Par Michaël Foessel, Professeur de philosophie à l’Ecole polytechnique. — 1 décembre 2016




Si la politique est entrée, avec Trump, dans l’ère de la télé-réalité, cela ne signifie pas que la vérité constitue un bon critère pour évaluer la santé d’une démocratie.


On parle beaucoup ces temps-ci du divorce entre la politique et la vérité, le plus souvent pour s’en plaindre. La post-truth politics marquerait une nouvelle étape dans l’abaissement du débat public abandonné à des démagogues indifférents aux faits et prêts à toutes les manipulations verbales pour s’attirer quelques voix supplémentaires. De ce point de vue, il est indéniable que la victoire de Trump laisse un goût amer. Jamais une élection n’a suscité un tel désir de vérification. Le fact checking a fonctionné à plein rendement chaque fois (c’est-à-dire souvent) que le candidat républicain énonçait une contre-vérité sur ses prises de position antérieures, le nombre des immigrés clandestins ou les effets pervers de l’assurance santé américaine. Toute cette armée de vérificateurs n’a pu empêcher l’élection d’un homme qui a placé le souci d’objectivité aux rebuts de l’histoire.
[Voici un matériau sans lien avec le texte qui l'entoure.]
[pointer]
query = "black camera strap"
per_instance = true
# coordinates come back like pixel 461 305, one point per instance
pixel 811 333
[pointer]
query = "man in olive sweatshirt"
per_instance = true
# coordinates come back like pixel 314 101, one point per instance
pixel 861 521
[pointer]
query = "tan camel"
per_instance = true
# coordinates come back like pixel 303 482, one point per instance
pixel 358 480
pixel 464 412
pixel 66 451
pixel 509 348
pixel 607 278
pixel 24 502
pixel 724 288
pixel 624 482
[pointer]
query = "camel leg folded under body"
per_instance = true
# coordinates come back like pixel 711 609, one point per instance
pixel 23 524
Que Trump soit un ancien animateur de télé-réalité rend sa désinvolture finalement assez logique : personne n’a jamais cru que ce genre de spectacle entretienne le moindre rapport avec la «réalité». Tout y est construit et scénarisé pour faire de l’audience : mise à part l’indigence des dialogues, la seule originalité de ce spectacle est qu’il prétend se faire oublier comme théâtre en accroissant sa théâtralité. Aucun spectateur n’est dupe, mais ils regardent quand même.


Il est possible qu’avec Trump, la politique soit entrée dans l’ère de la télé-réalité. Cela ne signifie pas pour autant que la vérité constitue un bon critère pour évaluer la santé d’une démocratie. La confrontation entre les discours et les faits appartient à la déontologie journalistique : on peut légitimement espérer que cette vérification joue un rôle dans le comportement des électeurs. Mais la politique, du moins dans sa version démocratique, commence lorsque l’on admet que les faits sociaux sont toujours déjà pris dans des interprétations. Quand François Fillon, dont le style n’a pourtant rien à voir avec celui de Trump, affirme que la France est en «faillite», il n’énonce pas un fait, il raconte une histoire. Le fait, c’est que la dette publique s’élève au deuxième trimestre 2016 à 2 170,6 milliards d’euros. A partir de là, on peut conclure à la «faillite», et donc à la nécessité de prendre des mesures drastiques d’austérité, ou bien distinguer la logique de l’Etat de celle d’une entreprise au nom de la puissance monétaire dont est capable le premier. Ici et là, deux histoires (on pourrait en imaginer bien davantage) se font face et c’est entre elles que les électeurs devront trancher. Il faudrait se méfier de celui qui arrive sur la scène en prétendant détenir la «vérité» sur un sujet où la prime devrait d’abord aller à la délibération conflictuelle.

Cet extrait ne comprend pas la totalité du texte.